Apesar de que não é fácil identificar nos Evangelhos as palavras que realmente saíram da boca de Jesus, podemos  mesmo assim e com razão, aceitar de que também as suas afirmações aprofundadas, alargadas, alongadas e relacionadas a alguma coisa, foram não somente  atribuídas a Ele, mas que  também expressam a sua intenção e que são bem entendidas, bem pronunciadas e corretamente interpretadas palavras de Jesus histórico. “Tudo o que realmente Jesus disse” (Schwarz), disse do jeito que fosse entendido, transmitido para frente, e depois também melhor aceito. A sua palavra “não passa” (Mc 13, 31), sempre terá valor. As primeiras testemunhas olhavam para a boca e as mãos de Jesus, leram dos seus olhos cada gesto apontado para o futuro, e por isso elas tinham esse direito de entender tudo o que Ele lhes manifestava como um convite e impulso para refletir, meditar e agir.

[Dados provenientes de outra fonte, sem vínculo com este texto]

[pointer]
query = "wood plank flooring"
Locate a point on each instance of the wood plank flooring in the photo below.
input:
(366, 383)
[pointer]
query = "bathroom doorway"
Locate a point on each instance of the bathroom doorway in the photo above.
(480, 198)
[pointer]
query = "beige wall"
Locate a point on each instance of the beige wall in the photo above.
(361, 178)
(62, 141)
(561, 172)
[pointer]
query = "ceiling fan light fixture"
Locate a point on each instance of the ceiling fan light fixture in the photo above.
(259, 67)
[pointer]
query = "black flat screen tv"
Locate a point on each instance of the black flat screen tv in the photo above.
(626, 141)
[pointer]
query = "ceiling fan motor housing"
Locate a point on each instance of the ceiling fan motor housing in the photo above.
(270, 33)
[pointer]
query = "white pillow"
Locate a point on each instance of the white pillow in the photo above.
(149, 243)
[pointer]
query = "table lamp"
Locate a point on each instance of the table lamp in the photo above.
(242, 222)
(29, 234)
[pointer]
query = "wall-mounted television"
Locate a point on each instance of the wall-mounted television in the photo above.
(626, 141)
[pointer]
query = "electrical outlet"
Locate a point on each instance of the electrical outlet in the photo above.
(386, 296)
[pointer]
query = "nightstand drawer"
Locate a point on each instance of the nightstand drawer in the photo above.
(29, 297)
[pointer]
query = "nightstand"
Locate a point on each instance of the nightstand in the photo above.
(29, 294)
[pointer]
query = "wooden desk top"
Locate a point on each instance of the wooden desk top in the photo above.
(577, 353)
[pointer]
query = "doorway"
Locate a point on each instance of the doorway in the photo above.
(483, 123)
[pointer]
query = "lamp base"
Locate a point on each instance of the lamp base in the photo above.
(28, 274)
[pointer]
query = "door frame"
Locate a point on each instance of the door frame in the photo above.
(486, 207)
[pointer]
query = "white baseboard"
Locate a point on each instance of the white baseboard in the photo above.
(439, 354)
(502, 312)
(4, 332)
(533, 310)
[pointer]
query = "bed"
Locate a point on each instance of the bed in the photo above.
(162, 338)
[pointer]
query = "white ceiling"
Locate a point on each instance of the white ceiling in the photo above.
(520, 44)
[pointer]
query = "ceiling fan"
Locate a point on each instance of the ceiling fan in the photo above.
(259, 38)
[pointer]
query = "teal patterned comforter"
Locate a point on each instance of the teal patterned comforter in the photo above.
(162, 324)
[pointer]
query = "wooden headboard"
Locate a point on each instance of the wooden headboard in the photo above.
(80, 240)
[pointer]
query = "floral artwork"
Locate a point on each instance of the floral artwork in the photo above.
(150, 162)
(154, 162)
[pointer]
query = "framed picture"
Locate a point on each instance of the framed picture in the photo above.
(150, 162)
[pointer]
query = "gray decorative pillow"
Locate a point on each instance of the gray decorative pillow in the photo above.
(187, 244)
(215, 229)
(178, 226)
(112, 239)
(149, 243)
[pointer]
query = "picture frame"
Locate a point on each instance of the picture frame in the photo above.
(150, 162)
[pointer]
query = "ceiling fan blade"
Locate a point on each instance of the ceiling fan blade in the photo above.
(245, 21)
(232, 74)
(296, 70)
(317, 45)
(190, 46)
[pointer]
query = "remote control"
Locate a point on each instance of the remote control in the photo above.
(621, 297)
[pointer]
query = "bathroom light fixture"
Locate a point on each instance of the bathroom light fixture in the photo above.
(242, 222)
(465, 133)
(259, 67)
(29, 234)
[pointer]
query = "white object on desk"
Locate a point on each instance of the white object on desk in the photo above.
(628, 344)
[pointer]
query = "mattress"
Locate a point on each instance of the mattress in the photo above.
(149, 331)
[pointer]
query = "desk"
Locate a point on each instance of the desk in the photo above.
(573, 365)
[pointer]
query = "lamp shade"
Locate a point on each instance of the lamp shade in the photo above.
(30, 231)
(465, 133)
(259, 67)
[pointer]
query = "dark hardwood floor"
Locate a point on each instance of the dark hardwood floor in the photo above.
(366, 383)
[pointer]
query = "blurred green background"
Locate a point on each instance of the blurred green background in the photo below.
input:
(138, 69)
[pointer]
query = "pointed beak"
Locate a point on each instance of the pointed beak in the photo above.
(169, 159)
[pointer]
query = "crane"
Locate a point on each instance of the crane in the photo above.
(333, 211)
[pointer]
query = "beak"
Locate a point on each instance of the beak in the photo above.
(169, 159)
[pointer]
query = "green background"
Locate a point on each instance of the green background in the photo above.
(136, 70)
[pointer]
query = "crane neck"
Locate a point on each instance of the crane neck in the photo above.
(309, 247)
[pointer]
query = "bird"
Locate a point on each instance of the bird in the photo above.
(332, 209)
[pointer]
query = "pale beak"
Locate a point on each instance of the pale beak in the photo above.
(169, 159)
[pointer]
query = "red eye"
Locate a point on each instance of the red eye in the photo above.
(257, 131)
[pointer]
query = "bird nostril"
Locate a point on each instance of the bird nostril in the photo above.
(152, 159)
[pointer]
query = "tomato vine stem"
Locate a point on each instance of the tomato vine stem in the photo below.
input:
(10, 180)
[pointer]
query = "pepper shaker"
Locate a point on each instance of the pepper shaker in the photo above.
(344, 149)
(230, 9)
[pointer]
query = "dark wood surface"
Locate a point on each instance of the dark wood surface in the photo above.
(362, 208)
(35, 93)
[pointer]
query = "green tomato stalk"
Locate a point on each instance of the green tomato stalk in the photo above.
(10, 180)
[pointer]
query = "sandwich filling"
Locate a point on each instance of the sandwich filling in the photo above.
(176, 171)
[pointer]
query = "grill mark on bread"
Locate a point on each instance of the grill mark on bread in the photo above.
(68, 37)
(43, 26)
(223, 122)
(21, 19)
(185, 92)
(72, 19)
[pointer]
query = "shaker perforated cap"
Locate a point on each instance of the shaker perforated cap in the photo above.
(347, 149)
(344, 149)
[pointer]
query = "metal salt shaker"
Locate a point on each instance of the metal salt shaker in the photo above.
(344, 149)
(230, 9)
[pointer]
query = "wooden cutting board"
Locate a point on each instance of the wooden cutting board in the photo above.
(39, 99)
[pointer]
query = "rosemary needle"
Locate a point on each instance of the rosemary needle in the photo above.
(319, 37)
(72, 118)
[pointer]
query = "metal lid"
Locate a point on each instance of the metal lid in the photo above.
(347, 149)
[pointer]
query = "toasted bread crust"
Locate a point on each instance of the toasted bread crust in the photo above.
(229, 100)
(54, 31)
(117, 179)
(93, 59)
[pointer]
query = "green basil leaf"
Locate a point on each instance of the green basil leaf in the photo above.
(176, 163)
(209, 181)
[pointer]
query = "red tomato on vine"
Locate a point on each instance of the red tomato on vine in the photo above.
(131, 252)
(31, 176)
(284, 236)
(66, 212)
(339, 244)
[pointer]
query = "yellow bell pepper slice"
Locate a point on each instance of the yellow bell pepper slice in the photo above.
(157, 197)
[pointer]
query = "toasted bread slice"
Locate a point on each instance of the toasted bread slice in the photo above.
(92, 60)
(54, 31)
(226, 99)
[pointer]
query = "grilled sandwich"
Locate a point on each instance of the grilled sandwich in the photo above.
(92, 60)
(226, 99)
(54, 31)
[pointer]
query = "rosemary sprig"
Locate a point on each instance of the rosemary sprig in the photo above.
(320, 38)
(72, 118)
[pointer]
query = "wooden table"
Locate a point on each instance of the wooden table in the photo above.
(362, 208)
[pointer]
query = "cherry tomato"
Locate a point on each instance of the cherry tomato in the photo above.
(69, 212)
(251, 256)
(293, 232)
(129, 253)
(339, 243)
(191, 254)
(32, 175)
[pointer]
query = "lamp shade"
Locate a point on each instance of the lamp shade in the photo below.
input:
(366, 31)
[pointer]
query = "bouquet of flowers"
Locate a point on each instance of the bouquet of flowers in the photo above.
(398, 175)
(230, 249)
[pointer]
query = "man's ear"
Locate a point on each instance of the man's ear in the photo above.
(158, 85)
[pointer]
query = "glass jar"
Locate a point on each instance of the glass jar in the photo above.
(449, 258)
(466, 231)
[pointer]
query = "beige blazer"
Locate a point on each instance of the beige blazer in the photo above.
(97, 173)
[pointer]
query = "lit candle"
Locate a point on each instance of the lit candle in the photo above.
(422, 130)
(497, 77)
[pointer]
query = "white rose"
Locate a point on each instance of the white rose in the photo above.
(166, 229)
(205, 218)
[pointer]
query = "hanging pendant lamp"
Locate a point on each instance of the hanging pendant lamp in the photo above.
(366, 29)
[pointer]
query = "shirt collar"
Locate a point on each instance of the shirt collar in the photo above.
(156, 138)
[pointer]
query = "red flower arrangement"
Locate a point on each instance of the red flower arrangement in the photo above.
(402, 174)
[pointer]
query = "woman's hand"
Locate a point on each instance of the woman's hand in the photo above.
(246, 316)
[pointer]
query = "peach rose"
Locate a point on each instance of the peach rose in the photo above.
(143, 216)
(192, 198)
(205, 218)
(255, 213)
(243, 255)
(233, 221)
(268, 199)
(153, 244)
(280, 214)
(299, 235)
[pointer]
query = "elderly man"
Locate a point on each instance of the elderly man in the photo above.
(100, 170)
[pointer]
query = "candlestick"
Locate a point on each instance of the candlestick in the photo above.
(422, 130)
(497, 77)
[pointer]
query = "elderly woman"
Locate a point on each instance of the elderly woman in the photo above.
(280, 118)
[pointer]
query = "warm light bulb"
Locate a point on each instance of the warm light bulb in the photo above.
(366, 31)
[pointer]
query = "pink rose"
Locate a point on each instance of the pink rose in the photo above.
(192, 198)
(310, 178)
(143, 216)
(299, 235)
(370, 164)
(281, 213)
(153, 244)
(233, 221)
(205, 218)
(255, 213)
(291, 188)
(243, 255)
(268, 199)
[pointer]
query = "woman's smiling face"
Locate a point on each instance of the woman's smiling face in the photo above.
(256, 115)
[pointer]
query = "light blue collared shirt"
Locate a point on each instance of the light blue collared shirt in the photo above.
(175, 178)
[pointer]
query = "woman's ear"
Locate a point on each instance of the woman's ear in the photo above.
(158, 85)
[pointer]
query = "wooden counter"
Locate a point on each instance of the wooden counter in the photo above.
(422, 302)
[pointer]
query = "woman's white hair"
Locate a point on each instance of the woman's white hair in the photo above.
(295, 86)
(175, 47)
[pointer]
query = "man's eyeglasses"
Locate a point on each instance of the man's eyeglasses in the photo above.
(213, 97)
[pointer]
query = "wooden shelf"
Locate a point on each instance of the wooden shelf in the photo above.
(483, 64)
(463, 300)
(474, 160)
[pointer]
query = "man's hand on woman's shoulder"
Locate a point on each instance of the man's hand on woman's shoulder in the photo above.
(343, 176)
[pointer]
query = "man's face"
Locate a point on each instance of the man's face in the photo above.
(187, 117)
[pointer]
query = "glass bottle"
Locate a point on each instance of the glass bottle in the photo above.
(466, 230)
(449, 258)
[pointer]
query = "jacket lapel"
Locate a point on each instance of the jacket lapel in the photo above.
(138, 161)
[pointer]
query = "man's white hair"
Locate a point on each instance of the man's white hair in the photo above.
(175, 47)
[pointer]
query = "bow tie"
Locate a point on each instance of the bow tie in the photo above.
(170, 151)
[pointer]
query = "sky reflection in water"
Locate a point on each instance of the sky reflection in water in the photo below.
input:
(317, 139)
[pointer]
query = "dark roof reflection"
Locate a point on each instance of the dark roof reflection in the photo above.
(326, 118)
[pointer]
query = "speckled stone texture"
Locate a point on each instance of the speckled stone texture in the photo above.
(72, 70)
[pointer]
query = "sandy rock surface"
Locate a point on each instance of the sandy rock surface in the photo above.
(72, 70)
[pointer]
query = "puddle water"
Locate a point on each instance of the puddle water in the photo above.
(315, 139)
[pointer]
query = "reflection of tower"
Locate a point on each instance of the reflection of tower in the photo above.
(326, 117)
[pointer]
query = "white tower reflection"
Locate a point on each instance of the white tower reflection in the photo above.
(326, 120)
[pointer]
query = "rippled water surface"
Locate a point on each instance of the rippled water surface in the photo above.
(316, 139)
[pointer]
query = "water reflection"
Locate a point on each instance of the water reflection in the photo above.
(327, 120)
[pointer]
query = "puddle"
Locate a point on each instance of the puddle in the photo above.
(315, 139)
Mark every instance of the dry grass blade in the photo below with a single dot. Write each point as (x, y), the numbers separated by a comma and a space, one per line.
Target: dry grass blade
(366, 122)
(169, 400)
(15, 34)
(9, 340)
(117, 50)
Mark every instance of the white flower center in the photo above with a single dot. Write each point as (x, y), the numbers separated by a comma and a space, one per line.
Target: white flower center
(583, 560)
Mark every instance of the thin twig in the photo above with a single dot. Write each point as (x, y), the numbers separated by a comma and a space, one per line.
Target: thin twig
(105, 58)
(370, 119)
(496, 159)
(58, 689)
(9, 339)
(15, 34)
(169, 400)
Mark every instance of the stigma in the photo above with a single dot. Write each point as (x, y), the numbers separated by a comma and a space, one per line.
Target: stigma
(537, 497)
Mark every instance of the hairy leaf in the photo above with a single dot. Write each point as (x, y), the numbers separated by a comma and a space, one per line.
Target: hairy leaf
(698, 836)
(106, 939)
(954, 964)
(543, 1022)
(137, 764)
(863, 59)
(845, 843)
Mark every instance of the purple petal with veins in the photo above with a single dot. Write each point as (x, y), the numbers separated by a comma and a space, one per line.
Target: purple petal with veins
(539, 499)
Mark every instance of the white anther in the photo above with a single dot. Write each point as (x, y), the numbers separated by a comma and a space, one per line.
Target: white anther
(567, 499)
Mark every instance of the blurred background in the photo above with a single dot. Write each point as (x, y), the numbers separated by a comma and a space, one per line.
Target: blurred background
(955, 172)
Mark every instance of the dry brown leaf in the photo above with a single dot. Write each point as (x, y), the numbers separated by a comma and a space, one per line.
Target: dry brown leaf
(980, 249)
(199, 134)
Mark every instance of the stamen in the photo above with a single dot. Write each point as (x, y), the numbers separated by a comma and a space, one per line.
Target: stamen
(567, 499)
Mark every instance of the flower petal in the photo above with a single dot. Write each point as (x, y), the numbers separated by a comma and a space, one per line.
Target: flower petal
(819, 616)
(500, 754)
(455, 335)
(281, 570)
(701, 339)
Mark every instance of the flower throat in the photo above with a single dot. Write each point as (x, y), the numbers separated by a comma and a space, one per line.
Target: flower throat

A palavra autêntica de Jesus - assim dizem os exegetas - em que ressoa a sua própria voz, com certeza é tudo isso que não deriva do mundo em que Jesus vivia e nem do pensamento da Igreja primitiva,  permanecendo inexplicável.  Mas também o que permanece ligado a esta ou aquela opinião contemporânea ou até posterior ao Jesus, apesar de toda essa dependência, também pode ser a mais pura, esclarecedora e atuante  fala de Jesus.  As diversas formas de falar e expressões que existiam no tempo de Jesus , por serem elas a mensagem dele, hoje são usadas com uma certa reserva, corrigidas e purificadas de interpretações errôneas. Existe uma quantidade de palavras que, sem nenhuma dúvida, foram pronunciadas pelo Jesus e que constituem o autêntico pré-documento, que saiu da sua boca. Acrescenta-se aqui ainda uma série de ditados e comparações que normalmente não eram usadas comumente.                 

De qualquer modo, parece que Jesus, Ele próprio, falava provavelmente pouco e de forma mais sugestiva, não falando até o fim,  preservando a liberdade.  As suas palavras eram carregadas de conteúdo e assim ficaram:  cheias de expressão, fáceis para memorizar, fáceis também para serem esquecidas, e,  ao mesmo tempo, convidando para a reflexão quando são lembradas. “São uma arma perigosa, mas,  simultaneamente, libertadora”(Metz). Isto que Jesus fala é considerado como “a última palavra de Deus”. Justamente isso é que choca, desequilibra os homens, confunde. Jesus formula uma pergunta principal, que pode ser respondida unicamente ou com  rejeição ou com  fé.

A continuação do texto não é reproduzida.